SIXTEENTH CENTURY LITERATURE

 

 

 

Joe Glaser, CH 11, 745-5763

Joe.Glaser@wku.edu

 

 

Texts:  English Sixteenth Century Verse, ed. Richard Sylvester. Norton, 1984.

             ISBN 0 393 30206 7

Edmund Spenser’s Poetry, ed. Maclean and Prescott. Third ed. Norton, 1993.

            ISBN 0 393 96299 7

 

The sixteenth century was one of the high points of English culture. Familiar writers of the period include Wyatt, Surrey, Sidney, Spenser, Marlowe, and—of course—Shakespeare. We'll be reading all these as well as some lesser-known but excellent poets, like Fulke Greville and George Gascoigne. We’ll study narrative and lyric poems and the sonnet sequences that make the period unique. We’ll talk about Elizabethan prose as well and how it prefigures writing of later periods.

 

Most classes will mix a bit of lecture with group work on the meaning and form of assigned selections. We'll average about sixty pages a week but the reading load will vary, going from short, intense poetry assignments to longer readings in narrative poetry and prose.

 

Four basic grades will make up your semester average:

 

Attendance, exercises,  daily grades             25%

                                   Midterm and Final                                           25% each

Research Paper                                                25%

 

Tests combine short-answer items and discussion topics from study guides provided beforehand.

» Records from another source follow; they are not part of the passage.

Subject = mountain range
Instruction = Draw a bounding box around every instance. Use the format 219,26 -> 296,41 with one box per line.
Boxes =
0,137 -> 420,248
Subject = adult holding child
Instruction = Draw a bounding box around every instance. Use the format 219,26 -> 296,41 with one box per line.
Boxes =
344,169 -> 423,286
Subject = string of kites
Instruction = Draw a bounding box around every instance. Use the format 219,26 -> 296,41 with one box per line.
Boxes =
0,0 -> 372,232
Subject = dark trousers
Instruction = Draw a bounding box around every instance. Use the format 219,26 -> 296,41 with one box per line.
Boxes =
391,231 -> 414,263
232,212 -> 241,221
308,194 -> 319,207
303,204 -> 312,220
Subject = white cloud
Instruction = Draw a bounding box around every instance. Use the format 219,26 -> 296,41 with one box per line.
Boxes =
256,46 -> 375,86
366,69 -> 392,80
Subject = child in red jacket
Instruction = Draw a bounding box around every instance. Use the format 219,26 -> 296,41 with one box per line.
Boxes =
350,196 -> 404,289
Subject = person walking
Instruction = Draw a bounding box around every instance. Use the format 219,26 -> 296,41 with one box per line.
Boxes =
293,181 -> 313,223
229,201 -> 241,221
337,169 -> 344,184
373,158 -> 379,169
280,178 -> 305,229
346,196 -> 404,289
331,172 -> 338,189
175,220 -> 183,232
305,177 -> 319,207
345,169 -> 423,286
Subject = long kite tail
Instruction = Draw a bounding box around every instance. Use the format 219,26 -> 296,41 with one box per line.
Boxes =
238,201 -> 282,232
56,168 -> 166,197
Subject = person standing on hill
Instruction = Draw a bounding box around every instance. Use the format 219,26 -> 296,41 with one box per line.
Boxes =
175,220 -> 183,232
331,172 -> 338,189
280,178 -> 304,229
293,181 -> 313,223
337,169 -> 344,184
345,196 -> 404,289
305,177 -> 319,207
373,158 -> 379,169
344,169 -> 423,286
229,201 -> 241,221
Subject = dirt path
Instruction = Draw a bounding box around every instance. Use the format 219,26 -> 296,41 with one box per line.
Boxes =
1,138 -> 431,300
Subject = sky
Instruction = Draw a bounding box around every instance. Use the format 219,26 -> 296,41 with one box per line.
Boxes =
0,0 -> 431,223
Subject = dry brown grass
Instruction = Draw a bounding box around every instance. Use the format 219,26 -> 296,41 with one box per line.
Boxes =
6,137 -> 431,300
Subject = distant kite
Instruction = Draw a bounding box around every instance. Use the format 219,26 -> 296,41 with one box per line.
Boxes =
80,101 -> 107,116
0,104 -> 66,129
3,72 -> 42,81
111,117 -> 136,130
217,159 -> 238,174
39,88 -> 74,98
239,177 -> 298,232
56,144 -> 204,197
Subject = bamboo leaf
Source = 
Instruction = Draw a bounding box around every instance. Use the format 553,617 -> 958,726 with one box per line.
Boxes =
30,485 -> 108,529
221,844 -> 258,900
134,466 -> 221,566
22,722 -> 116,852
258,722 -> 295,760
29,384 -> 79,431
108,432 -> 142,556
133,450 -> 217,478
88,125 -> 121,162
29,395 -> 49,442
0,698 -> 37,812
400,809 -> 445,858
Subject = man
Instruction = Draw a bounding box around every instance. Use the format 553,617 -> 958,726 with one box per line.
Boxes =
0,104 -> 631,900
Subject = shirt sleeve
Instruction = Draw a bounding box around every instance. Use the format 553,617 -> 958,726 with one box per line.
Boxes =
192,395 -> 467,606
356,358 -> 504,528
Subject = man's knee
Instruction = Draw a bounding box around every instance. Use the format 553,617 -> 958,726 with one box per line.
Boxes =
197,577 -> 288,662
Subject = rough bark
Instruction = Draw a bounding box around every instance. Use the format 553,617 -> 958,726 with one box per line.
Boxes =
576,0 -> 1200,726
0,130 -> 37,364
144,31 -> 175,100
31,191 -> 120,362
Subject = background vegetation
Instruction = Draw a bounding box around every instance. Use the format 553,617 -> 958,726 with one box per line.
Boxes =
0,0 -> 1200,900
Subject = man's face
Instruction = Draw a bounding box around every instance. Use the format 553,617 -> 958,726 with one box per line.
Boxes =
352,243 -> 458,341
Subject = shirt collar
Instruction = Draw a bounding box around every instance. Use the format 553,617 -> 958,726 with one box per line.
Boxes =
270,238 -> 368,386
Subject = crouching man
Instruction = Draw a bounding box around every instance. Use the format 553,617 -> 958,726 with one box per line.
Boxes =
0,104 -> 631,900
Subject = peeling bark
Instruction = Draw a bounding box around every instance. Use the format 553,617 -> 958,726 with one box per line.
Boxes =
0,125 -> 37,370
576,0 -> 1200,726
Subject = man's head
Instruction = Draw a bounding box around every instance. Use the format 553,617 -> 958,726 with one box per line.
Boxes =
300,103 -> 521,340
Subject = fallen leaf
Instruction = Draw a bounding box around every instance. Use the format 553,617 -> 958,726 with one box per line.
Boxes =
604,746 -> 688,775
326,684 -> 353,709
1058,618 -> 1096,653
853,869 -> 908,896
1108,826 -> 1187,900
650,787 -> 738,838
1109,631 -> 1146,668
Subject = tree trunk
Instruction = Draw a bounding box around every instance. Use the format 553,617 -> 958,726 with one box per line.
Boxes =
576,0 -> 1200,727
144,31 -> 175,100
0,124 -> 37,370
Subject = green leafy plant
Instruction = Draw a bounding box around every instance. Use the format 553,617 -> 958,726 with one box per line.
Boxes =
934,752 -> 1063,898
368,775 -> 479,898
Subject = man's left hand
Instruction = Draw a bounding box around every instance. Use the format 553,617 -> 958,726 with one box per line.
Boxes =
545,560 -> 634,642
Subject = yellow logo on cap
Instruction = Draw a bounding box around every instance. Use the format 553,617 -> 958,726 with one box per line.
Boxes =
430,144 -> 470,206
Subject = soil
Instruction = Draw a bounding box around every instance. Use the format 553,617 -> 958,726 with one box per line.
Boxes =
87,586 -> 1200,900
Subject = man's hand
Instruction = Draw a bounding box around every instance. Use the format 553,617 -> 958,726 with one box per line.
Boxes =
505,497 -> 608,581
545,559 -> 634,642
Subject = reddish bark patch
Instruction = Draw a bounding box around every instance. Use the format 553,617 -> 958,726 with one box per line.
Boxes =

Daily grades are quizzes over the day's readings. Exercises are written discussions on some aspect of what you've read. These are important practice for the discussion topics you'll encounter on the tests. Missing grades cannot be made up. You may miss two with no penalty, but further misses count against your average. If you pass all quizzes and get all exercises in on time, you qualify for an 5-point bonus toward your class net average--enough to go from a B (85%) to an A- (90%).

Attendance Policy:  You are allowed up to three unexcused cuts. After you've missed three classes, I'll want valid excuses. Anyone missing more than six classes without a cast-iron excuse (something like a hospital stay) will be penalized five points per cut on his or her final average or asked to drop the class.